Ben sposta l’isola. Alcuni personaggi iniziano ad avere una strana emorragia di sangue dal naso per i salti temporali. Alcuni tra questi muoiono di salti temporali. Gli Altri si scopre che non sanno davvero niente. Il cadavere di Locke viene posseduto dallo spirito del fratello bastardo di Jacob. Jacob è un uomo in carne ed ossa che vive da milioni di anni, e ha un piano: farti sostituire da qualcuno degno di sostituirlo, così la selezione viene fatta a colpi di portiamo una serie di gente random sull’isola, facciamoli uccidere tra loro, combattere i mostri, gli animali selvatici, gli Altri e i Non Altri, finché non ne sopravvive uno che diventerà il mio erede. Pestiamo Ben Linus comunque e sempre. Facciamo andare Dez nel passato e nel futuro comunque e sempre. Riportiamo un po’ di sana realtà con uno scambio di coppie improvviso. E inventiamo una realtà parallela dove ognuno riconosce la propria anima gemella con una sofisticata musica melò di sottofondo. Finisce con una grande festa in chiesa: tutto questo per celebrare il trionfo della Fede.

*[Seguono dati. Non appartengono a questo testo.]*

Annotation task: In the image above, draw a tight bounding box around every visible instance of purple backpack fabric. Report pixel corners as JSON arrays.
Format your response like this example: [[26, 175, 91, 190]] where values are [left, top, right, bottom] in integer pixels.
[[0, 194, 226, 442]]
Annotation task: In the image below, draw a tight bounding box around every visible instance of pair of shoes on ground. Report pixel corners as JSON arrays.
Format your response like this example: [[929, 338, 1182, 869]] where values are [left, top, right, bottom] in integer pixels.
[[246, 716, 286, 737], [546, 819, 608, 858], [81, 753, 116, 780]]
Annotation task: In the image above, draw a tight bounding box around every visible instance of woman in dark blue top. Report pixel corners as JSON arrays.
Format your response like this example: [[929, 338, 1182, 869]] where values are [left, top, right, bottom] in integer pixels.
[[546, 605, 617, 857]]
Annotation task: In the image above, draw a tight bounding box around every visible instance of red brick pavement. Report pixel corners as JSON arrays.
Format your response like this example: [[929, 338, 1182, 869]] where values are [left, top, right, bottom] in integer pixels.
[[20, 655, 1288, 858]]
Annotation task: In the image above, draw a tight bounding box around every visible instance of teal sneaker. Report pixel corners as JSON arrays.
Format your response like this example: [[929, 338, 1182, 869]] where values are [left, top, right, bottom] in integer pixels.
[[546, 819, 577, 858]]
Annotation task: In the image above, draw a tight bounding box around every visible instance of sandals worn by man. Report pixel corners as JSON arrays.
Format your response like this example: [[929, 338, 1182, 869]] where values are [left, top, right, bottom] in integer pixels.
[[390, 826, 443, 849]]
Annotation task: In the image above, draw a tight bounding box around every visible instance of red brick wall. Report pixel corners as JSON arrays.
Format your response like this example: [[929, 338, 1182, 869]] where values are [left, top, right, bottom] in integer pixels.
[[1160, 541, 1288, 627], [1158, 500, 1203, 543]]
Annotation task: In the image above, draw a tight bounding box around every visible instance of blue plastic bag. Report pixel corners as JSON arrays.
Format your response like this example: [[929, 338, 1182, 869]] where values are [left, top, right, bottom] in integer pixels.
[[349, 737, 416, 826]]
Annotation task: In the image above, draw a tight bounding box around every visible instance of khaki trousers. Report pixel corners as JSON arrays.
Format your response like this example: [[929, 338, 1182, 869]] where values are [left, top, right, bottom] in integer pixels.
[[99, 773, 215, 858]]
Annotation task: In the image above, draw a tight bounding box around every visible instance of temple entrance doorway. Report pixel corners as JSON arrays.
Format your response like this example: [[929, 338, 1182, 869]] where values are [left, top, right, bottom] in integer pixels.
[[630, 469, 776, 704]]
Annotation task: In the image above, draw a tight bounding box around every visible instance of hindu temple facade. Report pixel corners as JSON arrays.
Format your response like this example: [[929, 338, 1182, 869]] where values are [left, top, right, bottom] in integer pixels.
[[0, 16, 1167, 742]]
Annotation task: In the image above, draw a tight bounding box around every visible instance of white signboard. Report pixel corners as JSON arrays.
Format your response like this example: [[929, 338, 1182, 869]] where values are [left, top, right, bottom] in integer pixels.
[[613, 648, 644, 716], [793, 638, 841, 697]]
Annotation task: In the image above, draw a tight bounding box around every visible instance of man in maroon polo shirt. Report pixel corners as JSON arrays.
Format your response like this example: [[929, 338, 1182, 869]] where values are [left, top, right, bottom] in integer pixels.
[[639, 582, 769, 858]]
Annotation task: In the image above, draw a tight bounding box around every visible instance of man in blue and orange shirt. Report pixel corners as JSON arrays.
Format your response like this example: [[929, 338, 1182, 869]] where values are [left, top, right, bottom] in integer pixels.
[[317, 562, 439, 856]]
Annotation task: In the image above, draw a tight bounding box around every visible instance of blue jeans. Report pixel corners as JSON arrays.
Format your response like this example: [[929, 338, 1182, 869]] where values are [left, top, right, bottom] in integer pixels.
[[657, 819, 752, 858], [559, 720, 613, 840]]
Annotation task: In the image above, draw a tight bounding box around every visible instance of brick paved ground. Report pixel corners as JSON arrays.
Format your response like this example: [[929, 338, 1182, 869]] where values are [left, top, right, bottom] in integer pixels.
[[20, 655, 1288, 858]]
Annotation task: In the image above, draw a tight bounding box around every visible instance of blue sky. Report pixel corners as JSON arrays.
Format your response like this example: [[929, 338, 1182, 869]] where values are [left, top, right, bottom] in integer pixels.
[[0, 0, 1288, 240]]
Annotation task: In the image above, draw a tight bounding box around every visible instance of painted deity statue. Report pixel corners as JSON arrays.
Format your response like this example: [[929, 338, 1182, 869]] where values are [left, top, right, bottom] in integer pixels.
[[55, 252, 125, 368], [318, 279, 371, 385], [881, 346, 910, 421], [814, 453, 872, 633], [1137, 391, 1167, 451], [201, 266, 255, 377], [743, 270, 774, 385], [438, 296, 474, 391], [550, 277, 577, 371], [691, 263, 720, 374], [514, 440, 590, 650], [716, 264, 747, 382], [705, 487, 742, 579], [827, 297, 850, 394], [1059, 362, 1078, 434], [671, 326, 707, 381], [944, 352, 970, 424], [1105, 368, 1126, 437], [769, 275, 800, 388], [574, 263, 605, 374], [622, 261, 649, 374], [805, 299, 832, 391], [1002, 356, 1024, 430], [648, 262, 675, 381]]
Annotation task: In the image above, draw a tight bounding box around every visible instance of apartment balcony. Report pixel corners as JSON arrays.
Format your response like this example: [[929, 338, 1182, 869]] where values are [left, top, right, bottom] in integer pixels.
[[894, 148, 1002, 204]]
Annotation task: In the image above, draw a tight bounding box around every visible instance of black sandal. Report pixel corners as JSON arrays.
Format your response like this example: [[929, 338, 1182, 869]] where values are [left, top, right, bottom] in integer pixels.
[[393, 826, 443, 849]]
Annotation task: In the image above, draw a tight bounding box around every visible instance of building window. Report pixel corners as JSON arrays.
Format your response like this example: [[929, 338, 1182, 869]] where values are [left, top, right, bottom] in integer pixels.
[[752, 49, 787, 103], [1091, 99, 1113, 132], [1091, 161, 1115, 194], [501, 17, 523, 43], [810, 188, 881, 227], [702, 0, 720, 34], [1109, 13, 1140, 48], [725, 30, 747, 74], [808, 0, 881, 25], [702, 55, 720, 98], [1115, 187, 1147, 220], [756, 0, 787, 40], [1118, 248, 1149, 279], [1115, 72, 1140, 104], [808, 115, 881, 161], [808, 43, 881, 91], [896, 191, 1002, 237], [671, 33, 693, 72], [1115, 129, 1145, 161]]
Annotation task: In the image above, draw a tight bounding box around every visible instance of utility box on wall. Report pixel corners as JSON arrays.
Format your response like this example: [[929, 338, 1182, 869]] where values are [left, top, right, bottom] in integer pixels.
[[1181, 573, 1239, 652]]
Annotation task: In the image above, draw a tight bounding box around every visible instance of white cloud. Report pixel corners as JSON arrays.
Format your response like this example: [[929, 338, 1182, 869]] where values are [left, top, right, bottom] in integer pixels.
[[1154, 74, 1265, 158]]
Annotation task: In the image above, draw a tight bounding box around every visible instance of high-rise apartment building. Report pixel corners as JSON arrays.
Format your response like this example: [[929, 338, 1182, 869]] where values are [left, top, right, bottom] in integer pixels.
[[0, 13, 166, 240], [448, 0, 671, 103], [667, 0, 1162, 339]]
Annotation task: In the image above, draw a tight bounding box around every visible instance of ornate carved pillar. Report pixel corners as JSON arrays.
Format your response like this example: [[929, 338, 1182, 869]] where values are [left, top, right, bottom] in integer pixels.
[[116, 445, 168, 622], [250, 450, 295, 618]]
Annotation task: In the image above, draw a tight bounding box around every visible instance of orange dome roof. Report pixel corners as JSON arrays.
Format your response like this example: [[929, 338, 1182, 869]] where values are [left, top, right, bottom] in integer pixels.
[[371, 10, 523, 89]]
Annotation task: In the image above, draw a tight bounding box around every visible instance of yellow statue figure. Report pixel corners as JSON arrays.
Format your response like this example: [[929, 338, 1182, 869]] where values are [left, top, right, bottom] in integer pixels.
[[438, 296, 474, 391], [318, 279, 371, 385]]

Insomma tutto finisce per ruotare attorno a questi due fratelli ”divini”: è da allora che abbiamo iniziato a pretendere che i finali fossero fatti bene e le sceneggiature non contenessero buchi narrativi. In fondo Lost ci ha insegnato globalmente, nella sua pretesa di essere una piccola Divina Commedia contemporanea, che non vogliamo essere presi in giro.